The CBIC has notified comprehensive amendment to the I-T rule 3(1) concerning the perquisite valuation of the free/concessional  residential accommodation provided by the employers to employees in different scenarios, effective from 1st of September, 2023, vide Notification 65/2023 dated 18/08/2023 (Income tax (Eighteenth Amendment) Rules, 2023), in line with amendments made by the Finance Act, 2023.

Significant Amendments to I-T Rule 3(1)

The modifications in I-T Rule 3(1) primarily deal with the value of residential accommodations provided by employers. Different scenarios of accommodation provision and its subsequent taxation have been addressed. The value of accommodation hinges on factors such as whether it’s furnished or unfurnished, whether it’s owned or leased by the employer, its location and the type of employer.

CBDT Amends I-T Rule 3: Perq Value of Residential Accommodation

Tax Implications for Government Employees

For instances where housing accomodation is provided by the Central or State Government, the license fee, as determined by the respective government minus the rent paid by the employee, is applicable. If furnished, the perquisite value is increased by 10% per annum of the cost of furniture. If furniture is hired, actual hire charges apply.

Tax Implications for Private Sector or Other than Government Employees

In cases where accommodation is provided by other employers, different criteria apply, varying with the city population sizes.

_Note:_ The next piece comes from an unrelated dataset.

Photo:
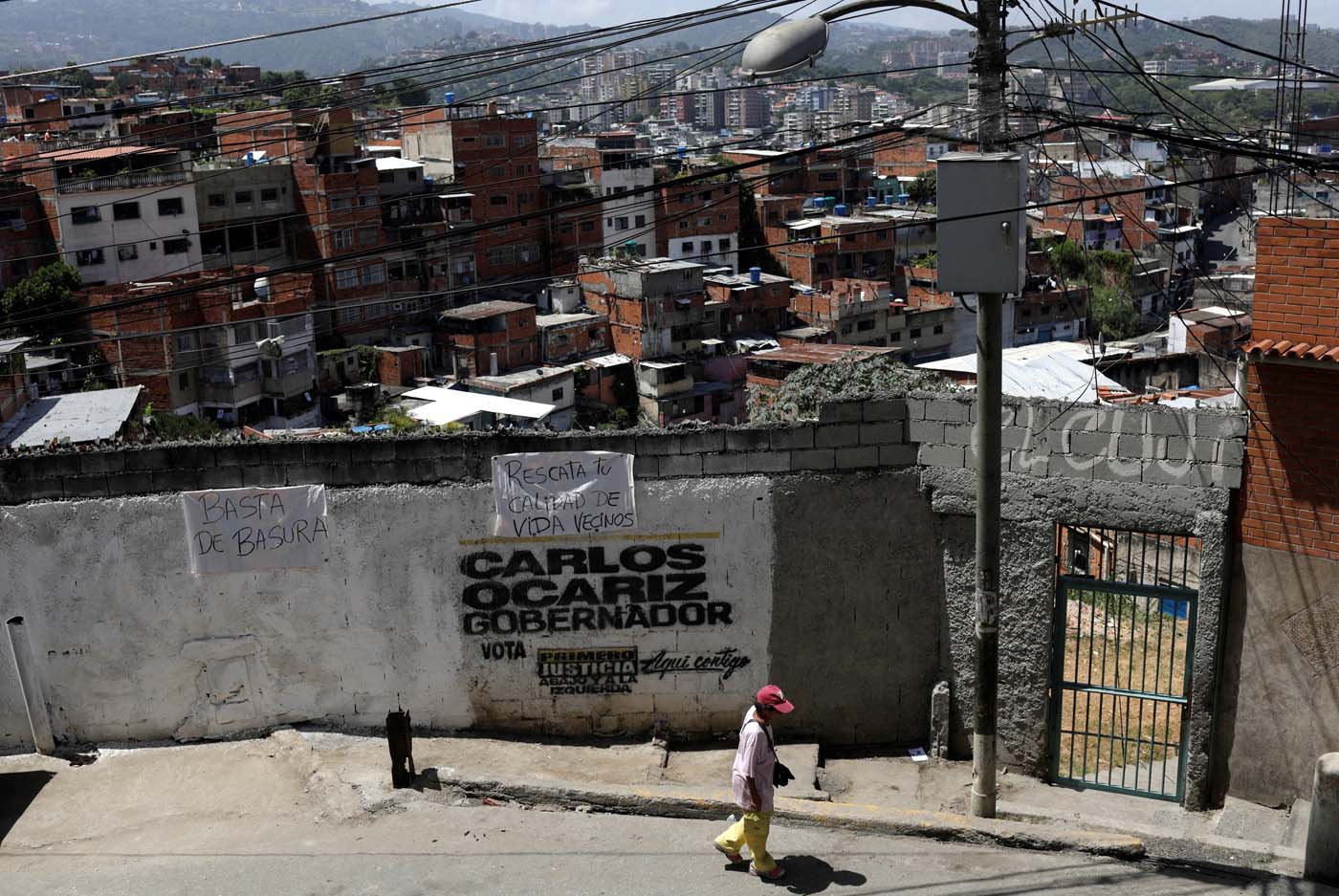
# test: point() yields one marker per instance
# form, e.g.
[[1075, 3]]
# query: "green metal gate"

The value slabs are positioned at 10% of the salary in cities with a population exceeding 40 lakhs, 7.5% for populations between 15 to 40 lakhs, and 5% in other areas. Furnished accommodations attract an added 10% per annum of furniture cost or actual hire charges for hired furniture.

Temporary Accommodations: Lease Accommodation and Hotel Stays

Employer-leased accommodations subject the employee to a tax calculated on the lease amount, the actual amount payable by the employer, or 10% of the salary, whichever is lower. For employees provided with accommodation in a hotel for a period exceeding 15 days, tax is calculated based on 24% of salary for the relevant period or the actual hotel expense, whichever is lower.

Exceptions: Provisions for Deputation, Inflation and Remote Areas

The new amendment offers exceptions for accommodations provided at sites such as mining areas, onshore oil explorations, project execution sites, or an offshore site, as long as they do not exceed 1,000 square feet and are at least eight kilometres from any municipality or cantonment board. Multiple residential accommodations or those provided for over a year are dealt with special provisions, including the use of the Cost Inflation Index. The term ‘remote area’ is defined to exclude areas within or less than 30 km from a municipality or a cantonment board with a population of 100,000 or more.

CBDT Income Tax Notification 65/2023 dated 18/08/2023: I-T Rule 3 Amended (Perq Value of Residential Accommodation)

CBDT Income Tax Notification 72/2023 dated 29/08/2023: Corrigendum to Notification 65/2023 dated 18/08/2023


With the introduction of this amendment in the Income-tax Rules, 1962, the taxation rules have changed significantly for employees in India receiving accommodation as part of their job perks. To ensure proper adherence to these new rules, employees and employers should familiarise themselves with these changes. It is particularly crucial for employees and employers who deal with accommodation benefits to understand and comply properly with these new rules.